Day Breaks è un salto nel passato, a quelle sonorità smooth e jazz condite con un po’ di folk che avevano caratterizzato il suo esordio, e che da subito l’avevano etichettata come un’artista diversa dalle altre. Pochi fronzoli e tanto talento. Il tutto impreziosito da un’aura di maturità inevitabilmente raggiunta dopo le svariate sperimentazioni e collaborazioni degli ultimi anni, dopo la nascita di due figli e dopo qualche nuova esperienza che l’ha vista addirittura recitare per il grande schermo.
L’8 novembre Norah Jones è salita sul palco del Teatro Arcimboldi per un concerto da prima della classe, una delicatezza e una perfezione a cui ci ha abituati ormai da anni.

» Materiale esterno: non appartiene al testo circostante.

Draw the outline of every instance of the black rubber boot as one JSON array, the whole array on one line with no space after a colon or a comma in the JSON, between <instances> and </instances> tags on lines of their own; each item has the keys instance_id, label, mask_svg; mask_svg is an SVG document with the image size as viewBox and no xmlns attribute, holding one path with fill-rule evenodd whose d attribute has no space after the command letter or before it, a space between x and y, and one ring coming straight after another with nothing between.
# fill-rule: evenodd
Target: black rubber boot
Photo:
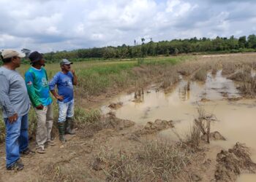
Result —
<instances>
[{"instance_id":1,"label":"black rubber boot","mask_svg":"<svg viewBox=\"0 0 256 182\"><path fill-rule=\"evenodd\" d=\"M67 117L65 122L65 134L75 135L75 132L72 130L71 124L73 122L72 117Z\"/></svg>"},{"instance_id":2,"label":"black rubber boot","mask_svg":"<svg viewBox=\"0 0 256 182\"><path fill-rule=\"evenodd\" d=\"M64 130L65 130L64 124L65 124L64 122L58 123L59 140L62 143L66 142L66 139L64 137Z\"/></svg>"}]
</instances>

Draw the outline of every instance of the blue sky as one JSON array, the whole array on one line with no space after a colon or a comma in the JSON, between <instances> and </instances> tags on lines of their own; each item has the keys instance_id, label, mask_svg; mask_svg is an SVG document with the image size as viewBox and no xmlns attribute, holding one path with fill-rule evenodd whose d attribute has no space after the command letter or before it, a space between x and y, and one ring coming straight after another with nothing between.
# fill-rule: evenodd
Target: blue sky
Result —
<instances>
[{"instance_id":1,"label":"blue sky","mask_svg":"<svg viewBox=\"0 0 256 182\"><path fill-rule=\"evenodd\" d=\"M0 0L0 50L45 52L256 31L252 0Z\"/></svg>"}]
</instances>

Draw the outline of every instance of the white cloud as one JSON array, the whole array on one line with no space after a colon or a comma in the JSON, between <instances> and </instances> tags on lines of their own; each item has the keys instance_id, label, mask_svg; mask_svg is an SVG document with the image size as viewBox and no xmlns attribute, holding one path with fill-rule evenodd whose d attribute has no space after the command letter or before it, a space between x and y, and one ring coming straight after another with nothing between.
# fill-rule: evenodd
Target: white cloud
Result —
<instances>
[{"instance_id":1,"label":"white cloud","mask_svg":"<svg viewBox=\"0 0 256 182\"><path fill-rule=\"evenodd\" d=\"M256 22L256 2L249 0L0 0L0 49L41 52L142 37L239 36L254 33Z\"/></svg>"}]
</instances>

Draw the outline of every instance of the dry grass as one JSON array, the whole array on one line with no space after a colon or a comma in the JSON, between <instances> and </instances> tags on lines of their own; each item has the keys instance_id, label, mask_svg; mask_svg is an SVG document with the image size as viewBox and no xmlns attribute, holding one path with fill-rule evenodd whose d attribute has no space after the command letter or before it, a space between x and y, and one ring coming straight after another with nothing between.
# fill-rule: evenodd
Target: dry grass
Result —
<instances>
[{"instance_id":1,"label":"dry grass","mask_svg":"<svg viewBox=\"0 0 256 182\"><path fill-rule=\"evenodd\" d=\"M148 141L133 152L112 154L105 151L97 159L104 164L108 181L170 181L181 179L191 154L184 144Z\"/></svg>"},{"instance_id":2,"label":"dry grass","mask_svg":"<svg viewBox=\"0 0 256 182\"><path fill-rule=\"evenodd\" d=\"M206 114L204 108L200 106L197 107L198 118L195 119L194 122L197 127L198 130L201 131L203 135L206 135L207 142L210 143L210 130L211 130L211 123L217 120L216 116L212 114ZM197 136L197 130L192 130L192 132L195 133L191 134L191 138L192 136ZM197 138L195 138L197 139Z\"/></svg>"}]
</instances>

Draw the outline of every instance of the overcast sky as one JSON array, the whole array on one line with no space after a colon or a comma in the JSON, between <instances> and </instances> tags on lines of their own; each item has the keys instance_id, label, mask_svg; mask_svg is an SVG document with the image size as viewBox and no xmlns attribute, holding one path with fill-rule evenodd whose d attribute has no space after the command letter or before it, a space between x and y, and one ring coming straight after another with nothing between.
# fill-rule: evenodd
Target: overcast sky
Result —
<instances>
[{"instance_id":1,"label":"overcast sky","mask_svg":"<svg viewBox=\"0 0 256 182\"><path fill-rule=\"evenodd\" d=\"M0 50L256 34L255 0L0 0Z\"/></svg>"}]
</instances>

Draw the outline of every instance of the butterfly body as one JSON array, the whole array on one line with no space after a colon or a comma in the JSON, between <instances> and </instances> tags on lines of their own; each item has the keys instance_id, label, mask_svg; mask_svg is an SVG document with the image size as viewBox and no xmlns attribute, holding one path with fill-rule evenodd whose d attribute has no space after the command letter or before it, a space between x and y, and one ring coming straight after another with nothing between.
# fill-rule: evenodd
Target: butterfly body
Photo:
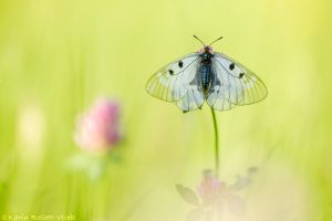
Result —
<instances>
[{"instance_id":1,"label":"butterfly body","mask_svg":"<svg viewBox=\"0 0 332 221\"><path fill-rule=\"evenodd\" d=\"M268 94L257 75L211 46L160 69L147 82L146 91L184 112L200 108L205 102L214 109L227 110L257 103Z\"/></svg>"},{"instance_id":2,"label":"butterfly body","mask_svg":"<svg viewBox=\"0 0 332 221\"><path fill-rule=\"evenodd\" d=\"M200 53L200 52L199 52ZM214 54L211 53L210 48L205 48L204 52L199 55L200 56L200 66L197 70L197 78L200 80L197 85L200 86L200 91L204 94L204 97L207 98L208 92L211 87L212 83L212 71L211 71L211 57Z\"/></svg>"}]
</instances>

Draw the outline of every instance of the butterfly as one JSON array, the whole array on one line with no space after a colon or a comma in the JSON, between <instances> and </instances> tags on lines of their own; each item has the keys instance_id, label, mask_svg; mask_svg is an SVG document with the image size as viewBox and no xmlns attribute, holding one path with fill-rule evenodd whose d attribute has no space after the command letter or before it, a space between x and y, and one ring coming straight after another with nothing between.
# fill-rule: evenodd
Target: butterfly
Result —
<instances>
[{"instance_id":1,"label":"butterfly","mask_svg":"<svg viewBox=\"0 0 332 221\"><path fill-rule=\"evenodd\" d=\"M200 41L196 35L194 35ZM222 39L219 38L216 41ZM201 108L227 110L267 97L264 83L231 57L214 52L211 44L189 53L157 71L146 91L162 101L175 103L184 113Z\"/></svg>"}]
</instances>

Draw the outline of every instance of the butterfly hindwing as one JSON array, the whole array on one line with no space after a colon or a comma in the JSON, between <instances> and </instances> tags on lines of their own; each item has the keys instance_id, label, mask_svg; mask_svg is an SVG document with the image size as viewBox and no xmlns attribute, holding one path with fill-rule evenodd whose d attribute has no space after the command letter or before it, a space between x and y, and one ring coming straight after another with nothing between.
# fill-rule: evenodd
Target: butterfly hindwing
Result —
<instances>
[{"instance_id":1,"label":"butterfly hindwing","mask_svg":"<svg viewBox=\"0 0 332 221\"><path fill-rule=\"evenodd\" d=\"M183 110L198 108L204 97L196 85L199 54L190 53L156 72L147 82L146 91L163 101L175 102Z\"/></svg>"},{"instance_id":2,"label":"butterfly hindwing","mask_svg":"<svg viewBox=\"0 0 332 221\"><path fill-rule=\"evenodd\" d=\"M211 67L215 81L207 103L215 109L226 110L236 105L257 103L268 94L257 75L225 54L215 53Z\"/></svg>"}]
</instances>

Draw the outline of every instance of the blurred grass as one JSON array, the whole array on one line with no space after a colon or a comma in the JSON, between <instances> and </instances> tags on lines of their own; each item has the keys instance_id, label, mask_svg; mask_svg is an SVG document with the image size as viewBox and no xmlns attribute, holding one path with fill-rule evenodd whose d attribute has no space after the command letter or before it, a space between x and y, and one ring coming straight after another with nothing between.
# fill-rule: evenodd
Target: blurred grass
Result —
<instances>
[{"instance_id":1,"label":"blurred grass","mask_svg":"<svg viewBox=\"0 0 332 221\"><path fill-rule=\"evenodd\" d=\"M252 198L264 187L292 198L294 187L304 204L292 206L294 220L332 220L331 9L328 0L0 1L0 213L120 220L145 196L128 219L183 220L188 207L174 185L198 182L214 167L210 113L183 115L144 87L165 63L201 46L196 34L206 42L224 35L215 51L269 90L260 104L217 113L221 177L258 166ZM84 187L64 164L79 151L76 115L100 95L122 104L123 161L98 188ZM19 133L31 106L44 120L35 148ZM268 185L279 173L289 186Z\"/></svg>"}]
</instances>

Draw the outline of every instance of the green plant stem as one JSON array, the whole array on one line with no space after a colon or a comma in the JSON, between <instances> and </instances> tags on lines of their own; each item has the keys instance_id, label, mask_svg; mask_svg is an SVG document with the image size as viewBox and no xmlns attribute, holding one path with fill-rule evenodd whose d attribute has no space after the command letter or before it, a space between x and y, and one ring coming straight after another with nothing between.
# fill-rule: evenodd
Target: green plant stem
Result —
<instances>
[{"instance_id":1,"label":"green plant stem","mask_svg":"<svg viewBox=\"0 0 332 221\"><path fill-rule=\"evenodd\" d=\"M216 177L219 176L219 133L218 125L216 119L215 109L211 108L212 119L214 119L214 129L215 129L215 160L216 160Z\"/></svg>"}]
</instances>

Da il benvenuto al teatro pieno con la title track del suo ultimo lavoro, e già dalle prime note si percepisce la pulizia, la bellezza e la perfezione del sound. Si destreggia con estrema naturalezza tra il pianoforte a coda al centro della scena, la chitarra elettrica e l’acustica, facendo un’equilibrata selezione di pezzi del nuovo disco e di “classiconi” del suo repertorio – da Tragedy, forse uno dei brani più interessanti del nuovo album, a cavalli di battaglia come Don’t Know Why e Sinkin’ Soon – e catapultando il pubblico ora in un vecchio jazz club newyorkese, ora tra le strade di Nashville. Una scaletta in cui trovano spazio anche gli omaggi ad artisti particolarmente amati dalla Jones, come Neil Young, di cui interpreta Don’t Be Denied, e il padre della canzone americana Hank Williams con la sua How Many Times Have You Broken My Heart, con la quale conclude il concerto.
 
Il momento più coinvolgente è proprio l’ultima parte della serata, quando Norah e i suoi musicisti tornano sul palco per il bis e si posizionano intorno ad un microfono panoramico a bordo palco, con tanto di chitarra acustica, dobro, contrabbasso, pianoforte e tamburo, in versione totally unplugged: di fronte alle poltrone di velluto dell’Arcimboldi si materializza improvvisamente il palco dello storico Grand Ole Opry, e il quintetto della Jones regala al pubblico un vero e proprio assaggio d’America con Sunrise, Creepin’ e la già citata How Many Times Have You Broken My Heart.
Un’assenza che si è fatta sentire e che è stata ampiamente ripagata. Una cosa è certa: Norah Jones non ci ha mai spezzato il cuore.